Although reductions to support for household solar panels and small wind turbines are smaller than had been originally proposed, campaigners said the 65 per cent cut would be a “hammer blow for households, jobs and UK plans for tackling climate change”.

The Government estimates the cuts could cost between 9,700 and 18,700 jobs in the solar industry. Solar companies said that the decisions showed “Paris has changed nothing”.

UN climate change announcement

As well as cuts to so-called feed in tariffs for domestic solar power generation – a scheme in which householders are paid for electricity generated – support for larger scale solar projects, which currently cost only around £3 a year on household bills, will be closed down from April 2016.

The Solar Power Association said that scrapping the so-called Renewables Obligation for solar projects was “not in the interests of bill payers”, adding that solar would have soon become “the cheapest low carbon energy source”.

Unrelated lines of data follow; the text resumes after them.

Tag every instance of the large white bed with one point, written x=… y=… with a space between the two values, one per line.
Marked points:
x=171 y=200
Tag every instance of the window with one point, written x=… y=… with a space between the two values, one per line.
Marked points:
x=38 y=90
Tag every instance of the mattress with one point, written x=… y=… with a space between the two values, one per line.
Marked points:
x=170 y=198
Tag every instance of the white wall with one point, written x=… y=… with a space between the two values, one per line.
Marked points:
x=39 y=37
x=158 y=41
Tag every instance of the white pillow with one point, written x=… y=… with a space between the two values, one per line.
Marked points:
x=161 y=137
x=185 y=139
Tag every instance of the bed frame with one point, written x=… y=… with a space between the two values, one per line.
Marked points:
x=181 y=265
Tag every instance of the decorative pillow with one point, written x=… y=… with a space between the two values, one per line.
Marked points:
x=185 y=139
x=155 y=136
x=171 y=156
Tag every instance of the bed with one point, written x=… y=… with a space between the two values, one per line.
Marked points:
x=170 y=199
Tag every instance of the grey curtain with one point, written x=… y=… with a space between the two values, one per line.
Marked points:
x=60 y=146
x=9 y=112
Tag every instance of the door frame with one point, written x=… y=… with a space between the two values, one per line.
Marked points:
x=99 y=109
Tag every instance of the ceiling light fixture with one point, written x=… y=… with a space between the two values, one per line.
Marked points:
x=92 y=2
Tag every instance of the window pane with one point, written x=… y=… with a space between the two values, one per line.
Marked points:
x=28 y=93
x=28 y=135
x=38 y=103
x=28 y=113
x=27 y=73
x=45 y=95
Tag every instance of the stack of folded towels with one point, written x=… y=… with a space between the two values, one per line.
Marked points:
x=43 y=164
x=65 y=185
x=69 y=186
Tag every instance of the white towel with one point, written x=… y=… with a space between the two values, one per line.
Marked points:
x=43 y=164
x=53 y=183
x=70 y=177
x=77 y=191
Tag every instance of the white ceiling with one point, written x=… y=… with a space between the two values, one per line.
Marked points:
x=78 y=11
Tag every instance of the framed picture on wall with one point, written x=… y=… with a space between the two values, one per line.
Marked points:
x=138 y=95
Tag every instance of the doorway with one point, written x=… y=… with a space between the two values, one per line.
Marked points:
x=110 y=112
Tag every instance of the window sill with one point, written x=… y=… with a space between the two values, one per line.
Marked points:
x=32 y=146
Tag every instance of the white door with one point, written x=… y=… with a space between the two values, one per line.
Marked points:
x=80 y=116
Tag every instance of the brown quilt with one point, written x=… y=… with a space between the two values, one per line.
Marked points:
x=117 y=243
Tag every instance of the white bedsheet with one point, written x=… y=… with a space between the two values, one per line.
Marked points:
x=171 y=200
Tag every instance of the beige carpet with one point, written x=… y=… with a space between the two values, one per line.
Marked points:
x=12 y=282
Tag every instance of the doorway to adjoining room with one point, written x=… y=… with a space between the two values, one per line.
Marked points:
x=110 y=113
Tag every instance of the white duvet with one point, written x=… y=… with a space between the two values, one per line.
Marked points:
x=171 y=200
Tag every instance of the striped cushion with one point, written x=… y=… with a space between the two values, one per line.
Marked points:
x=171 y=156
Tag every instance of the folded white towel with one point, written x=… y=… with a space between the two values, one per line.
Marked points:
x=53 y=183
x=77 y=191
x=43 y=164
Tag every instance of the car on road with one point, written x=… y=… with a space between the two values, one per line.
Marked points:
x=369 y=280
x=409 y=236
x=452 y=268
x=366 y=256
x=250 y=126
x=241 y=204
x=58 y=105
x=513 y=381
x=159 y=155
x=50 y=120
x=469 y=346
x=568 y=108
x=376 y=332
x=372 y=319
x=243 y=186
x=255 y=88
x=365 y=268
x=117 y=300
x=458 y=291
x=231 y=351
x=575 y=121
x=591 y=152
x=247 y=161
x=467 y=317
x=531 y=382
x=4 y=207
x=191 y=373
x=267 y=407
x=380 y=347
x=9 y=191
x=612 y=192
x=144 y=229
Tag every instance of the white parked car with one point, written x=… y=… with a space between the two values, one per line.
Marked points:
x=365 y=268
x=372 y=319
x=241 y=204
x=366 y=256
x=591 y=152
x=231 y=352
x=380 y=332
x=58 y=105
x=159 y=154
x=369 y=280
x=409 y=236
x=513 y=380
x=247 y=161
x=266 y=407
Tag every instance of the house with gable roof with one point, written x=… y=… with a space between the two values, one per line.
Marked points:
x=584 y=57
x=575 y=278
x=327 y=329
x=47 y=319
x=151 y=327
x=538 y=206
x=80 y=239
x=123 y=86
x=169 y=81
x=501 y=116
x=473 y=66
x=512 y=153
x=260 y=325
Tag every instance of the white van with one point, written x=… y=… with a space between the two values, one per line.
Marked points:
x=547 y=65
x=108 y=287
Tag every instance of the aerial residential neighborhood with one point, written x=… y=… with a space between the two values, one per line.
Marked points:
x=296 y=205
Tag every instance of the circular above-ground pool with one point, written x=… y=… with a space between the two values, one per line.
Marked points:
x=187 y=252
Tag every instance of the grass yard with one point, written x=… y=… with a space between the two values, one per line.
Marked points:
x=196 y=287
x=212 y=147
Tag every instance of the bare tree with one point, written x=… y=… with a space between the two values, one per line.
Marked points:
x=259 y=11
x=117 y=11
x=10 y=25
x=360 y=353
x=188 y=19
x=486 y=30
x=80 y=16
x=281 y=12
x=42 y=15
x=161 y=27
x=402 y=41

Investor confidence in the sector would now be shaken, setting a “dangerous precedent” for the future of green energy, the group said.

Energy and Climate Change Secretary Amber Rudd, who said less than a week ago that the Paris accords would “ensure all countries are held to account for their climate commitments”, said her priority was to keep down household bills.

Solar subsidies are paid through energy bills. Cuts in support announced are predicted to save between £500m and £600m.

“My priority is to ensure energy bills for hardworking families and businesses are kept as low as possible whilst ensuring there is a sensible level of support for low carbon technologies that represent value for money,” she said.

“We have to get the balance right and I am clear that subsidies should be temporary, not part of a permanent business model. When the cost of technologies come down, so should the consumer-funded support.”

However, Seb Berry, of solar panel developer Solarcentury said the Government had “taken the axe to the only UK renewable that has a realistic plan to be off support mechanisms by 2020”.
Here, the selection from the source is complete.